Das Pferd ist ein kulturgeschichtlich bedeutendes Haustier. Domestizierte Pferde ermöglichten dem Menschen erstmalig, seine Gene, Krankheiten und Kulturen weit über die ihm physisch gesetzte Geschwindigkeit der Fortbewegung zu verbreiten. Darüber hinaus revolutionierten die Pferde den Personen- und Warenverkehr in der Alten Welt, und zwar in einem Maße wie dann erst wieder Eisenbahn und Automobil im 19. und frühen 20. Jahrhundert, und sie führten auch zu nachhaltigen Neuerungen in der Kriegsführung.

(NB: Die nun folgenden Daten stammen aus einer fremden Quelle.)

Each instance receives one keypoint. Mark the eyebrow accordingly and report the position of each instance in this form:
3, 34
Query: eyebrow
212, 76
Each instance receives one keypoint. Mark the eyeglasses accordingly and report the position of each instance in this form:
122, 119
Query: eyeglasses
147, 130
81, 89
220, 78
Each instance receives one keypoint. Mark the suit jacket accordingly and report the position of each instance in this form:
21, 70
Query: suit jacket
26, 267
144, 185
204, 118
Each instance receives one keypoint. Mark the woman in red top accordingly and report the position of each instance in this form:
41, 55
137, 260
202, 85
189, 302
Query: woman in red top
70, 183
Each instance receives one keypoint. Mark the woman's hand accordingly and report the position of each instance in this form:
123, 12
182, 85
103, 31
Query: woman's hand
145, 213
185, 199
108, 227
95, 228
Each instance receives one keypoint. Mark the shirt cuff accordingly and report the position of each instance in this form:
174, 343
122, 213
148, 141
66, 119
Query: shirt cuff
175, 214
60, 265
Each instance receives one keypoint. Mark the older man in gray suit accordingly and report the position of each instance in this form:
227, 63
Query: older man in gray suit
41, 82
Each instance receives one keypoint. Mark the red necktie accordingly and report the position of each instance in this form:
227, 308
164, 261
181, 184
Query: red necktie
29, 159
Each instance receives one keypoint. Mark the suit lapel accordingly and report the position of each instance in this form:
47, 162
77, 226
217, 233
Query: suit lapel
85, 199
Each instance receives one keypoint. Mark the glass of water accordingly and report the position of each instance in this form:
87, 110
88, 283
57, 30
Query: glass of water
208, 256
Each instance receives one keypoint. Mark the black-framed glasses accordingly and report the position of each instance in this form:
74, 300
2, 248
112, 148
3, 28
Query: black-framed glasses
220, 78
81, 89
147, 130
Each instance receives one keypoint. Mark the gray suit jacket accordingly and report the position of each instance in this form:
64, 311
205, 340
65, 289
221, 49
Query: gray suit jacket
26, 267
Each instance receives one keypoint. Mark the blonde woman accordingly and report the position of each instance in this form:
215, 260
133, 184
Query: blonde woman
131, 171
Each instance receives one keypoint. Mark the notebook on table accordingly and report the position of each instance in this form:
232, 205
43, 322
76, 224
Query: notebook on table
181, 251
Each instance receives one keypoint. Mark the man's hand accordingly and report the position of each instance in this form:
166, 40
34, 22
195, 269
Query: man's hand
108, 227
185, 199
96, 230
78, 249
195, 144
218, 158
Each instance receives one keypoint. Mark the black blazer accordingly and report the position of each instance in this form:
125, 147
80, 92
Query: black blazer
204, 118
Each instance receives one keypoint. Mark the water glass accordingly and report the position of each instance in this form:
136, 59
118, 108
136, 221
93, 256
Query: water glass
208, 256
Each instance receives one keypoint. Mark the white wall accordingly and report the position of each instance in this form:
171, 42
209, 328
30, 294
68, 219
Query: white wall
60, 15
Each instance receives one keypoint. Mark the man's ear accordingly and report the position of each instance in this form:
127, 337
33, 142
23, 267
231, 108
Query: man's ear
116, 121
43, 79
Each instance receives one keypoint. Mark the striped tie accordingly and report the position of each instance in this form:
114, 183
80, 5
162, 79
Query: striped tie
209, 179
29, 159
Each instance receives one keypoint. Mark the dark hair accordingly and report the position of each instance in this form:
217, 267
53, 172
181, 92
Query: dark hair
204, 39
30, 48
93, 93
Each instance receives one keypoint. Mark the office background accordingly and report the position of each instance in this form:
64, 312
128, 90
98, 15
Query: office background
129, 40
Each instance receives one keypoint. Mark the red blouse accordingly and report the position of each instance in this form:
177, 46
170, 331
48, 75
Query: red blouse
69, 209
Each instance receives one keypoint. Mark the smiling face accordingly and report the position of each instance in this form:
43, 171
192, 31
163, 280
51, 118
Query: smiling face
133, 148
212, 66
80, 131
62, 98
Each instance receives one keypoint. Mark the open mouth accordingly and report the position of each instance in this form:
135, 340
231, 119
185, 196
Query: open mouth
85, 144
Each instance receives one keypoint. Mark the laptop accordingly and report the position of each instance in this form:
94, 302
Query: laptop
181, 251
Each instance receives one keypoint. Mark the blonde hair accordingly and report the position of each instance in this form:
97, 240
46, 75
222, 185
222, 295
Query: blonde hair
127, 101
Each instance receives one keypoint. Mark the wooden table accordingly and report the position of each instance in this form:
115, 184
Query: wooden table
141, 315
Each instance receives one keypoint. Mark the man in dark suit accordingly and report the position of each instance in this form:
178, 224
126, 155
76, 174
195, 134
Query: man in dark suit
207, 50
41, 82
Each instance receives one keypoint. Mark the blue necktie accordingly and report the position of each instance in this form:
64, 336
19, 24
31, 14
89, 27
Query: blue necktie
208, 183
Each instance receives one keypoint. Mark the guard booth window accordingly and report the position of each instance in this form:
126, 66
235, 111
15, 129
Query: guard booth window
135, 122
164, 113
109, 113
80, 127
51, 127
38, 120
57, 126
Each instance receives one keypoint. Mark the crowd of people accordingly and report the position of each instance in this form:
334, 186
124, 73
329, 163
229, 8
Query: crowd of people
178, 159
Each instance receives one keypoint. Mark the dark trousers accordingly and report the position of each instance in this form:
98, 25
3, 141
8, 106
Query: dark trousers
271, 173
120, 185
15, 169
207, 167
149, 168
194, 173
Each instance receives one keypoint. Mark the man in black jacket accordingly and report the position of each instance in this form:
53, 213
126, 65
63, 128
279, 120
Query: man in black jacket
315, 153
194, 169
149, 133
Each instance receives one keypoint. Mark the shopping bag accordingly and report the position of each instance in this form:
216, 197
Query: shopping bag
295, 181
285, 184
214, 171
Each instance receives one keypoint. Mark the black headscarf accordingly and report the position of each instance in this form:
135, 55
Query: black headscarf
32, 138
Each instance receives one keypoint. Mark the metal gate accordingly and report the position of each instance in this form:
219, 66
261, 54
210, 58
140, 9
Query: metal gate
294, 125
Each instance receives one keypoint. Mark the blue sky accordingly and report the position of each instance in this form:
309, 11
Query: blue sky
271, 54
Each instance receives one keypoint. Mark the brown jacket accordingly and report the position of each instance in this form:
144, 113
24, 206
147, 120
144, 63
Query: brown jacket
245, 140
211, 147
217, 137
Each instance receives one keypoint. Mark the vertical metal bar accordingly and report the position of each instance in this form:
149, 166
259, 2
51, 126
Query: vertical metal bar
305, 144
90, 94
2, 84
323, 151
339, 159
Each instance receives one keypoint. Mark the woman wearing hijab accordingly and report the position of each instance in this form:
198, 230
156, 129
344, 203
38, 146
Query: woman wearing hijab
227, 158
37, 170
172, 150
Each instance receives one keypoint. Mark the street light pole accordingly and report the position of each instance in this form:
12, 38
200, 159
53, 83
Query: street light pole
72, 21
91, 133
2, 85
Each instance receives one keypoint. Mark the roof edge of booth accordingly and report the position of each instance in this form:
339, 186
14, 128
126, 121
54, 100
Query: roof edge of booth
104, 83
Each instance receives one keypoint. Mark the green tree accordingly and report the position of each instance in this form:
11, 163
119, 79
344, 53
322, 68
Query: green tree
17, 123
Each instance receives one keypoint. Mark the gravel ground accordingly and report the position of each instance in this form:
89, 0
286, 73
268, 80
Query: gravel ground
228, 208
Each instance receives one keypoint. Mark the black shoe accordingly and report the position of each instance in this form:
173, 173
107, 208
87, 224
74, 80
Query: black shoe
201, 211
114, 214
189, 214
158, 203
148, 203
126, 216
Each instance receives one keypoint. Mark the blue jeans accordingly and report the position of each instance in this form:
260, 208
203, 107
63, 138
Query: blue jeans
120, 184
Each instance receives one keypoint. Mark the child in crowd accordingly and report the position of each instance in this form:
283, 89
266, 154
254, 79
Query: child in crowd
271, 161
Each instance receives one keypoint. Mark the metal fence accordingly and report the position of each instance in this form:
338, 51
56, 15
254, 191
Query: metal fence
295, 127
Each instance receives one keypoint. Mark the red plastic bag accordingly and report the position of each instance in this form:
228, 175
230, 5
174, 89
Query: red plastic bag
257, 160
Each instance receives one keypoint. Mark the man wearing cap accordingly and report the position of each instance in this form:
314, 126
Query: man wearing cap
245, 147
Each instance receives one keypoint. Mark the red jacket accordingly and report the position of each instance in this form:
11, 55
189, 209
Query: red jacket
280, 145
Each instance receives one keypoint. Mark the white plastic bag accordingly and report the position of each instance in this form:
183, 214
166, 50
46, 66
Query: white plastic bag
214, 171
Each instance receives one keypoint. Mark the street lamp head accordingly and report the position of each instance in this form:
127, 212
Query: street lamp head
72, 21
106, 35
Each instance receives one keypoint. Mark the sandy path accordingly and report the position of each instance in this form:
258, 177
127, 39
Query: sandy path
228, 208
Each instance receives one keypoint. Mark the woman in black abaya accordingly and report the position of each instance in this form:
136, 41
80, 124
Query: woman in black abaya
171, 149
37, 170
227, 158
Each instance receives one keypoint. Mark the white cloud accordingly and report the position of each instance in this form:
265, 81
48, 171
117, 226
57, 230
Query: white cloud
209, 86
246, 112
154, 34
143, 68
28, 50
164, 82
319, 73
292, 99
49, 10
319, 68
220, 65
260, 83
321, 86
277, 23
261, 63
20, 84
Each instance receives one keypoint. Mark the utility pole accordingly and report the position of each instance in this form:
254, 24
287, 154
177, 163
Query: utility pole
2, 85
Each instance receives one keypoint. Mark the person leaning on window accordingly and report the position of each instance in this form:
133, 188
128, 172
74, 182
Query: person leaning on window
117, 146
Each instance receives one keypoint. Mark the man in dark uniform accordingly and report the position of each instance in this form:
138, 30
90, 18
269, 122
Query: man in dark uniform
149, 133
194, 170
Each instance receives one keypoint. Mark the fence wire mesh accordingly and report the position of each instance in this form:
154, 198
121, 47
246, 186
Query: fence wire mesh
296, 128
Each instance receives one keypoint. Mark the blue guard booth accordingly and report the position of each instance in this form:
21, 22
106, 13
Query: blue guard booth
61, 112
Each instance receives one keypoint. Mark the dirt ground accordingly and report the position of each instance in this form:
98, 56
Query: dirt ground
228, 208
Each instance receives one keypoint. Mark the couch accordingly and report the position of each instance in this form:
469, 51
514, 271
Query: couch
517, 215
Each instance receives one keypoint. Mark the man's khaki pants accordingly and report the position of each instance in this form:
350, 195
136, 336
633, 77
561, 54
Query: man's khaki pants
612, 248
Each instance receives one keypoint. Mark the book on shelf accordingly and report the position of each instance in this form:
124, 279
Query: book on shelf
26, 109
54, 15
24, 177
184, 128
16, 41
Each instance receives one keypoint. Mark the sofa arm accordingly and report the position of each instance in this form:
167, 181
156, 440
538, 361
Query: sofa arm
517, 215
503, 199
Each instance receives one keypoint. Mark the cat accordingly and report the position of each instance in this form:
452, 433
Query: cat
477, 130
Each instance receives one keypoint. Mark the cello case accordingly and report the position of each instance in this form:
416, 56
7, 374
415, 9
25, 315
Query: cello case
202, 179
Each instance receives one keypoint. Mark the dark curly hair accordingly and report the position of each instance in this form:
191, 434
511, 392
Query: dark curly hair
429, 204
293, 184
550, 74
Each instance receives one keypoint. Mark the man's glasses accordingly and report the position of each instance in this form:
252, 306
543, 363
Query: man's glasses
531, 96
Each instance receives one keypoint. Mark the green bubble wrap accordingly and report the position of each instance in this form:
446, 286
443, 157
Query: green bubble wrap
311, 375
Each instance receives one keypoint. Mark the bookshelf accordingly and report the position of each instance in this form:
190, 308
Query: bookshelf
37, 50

Der Erforschung von Herkunft und früher Nutzungsgeschichte des Pferdes widmen sich verschiedene biologische bzw. historische Disziplinen. Wichtige Beiträge zu Fragen nach Ort und Zeitpunkt der Haustierwerdung des Pferdes sind lange Zeit vor allem von Seiten der Archäozoologie durch Studien an Knochen- und Zahnresten aus archäologischen Ausgrabungen erbracht worden.
Mit den seit einigen Jahren möglichen Untersuchungen an in Knochen und Zähnen konservierter „alter DNA“ bietet sich ein völlig neuer methodischer Ansatz, den Fragen nach den Anfängen der Domestikation des Pferdes sowie seiner Zuchtgeschichte in den anschließenden Zeitepochen nachzugehen.
Im Jahr 2008 hat sich in Berlin eine interdisziplinäre Arbeitsgruppe gebildet, aus der – mit Unterstützung durch die Deutsche Forschungsgemeinschaft – verschiedene archäogenetische Studien zur Domestikation des Pferdes hervorgegangen sind. Basis der Untersuchungen waren über 350 Pferdeskelette aus dem eurasischen Raum.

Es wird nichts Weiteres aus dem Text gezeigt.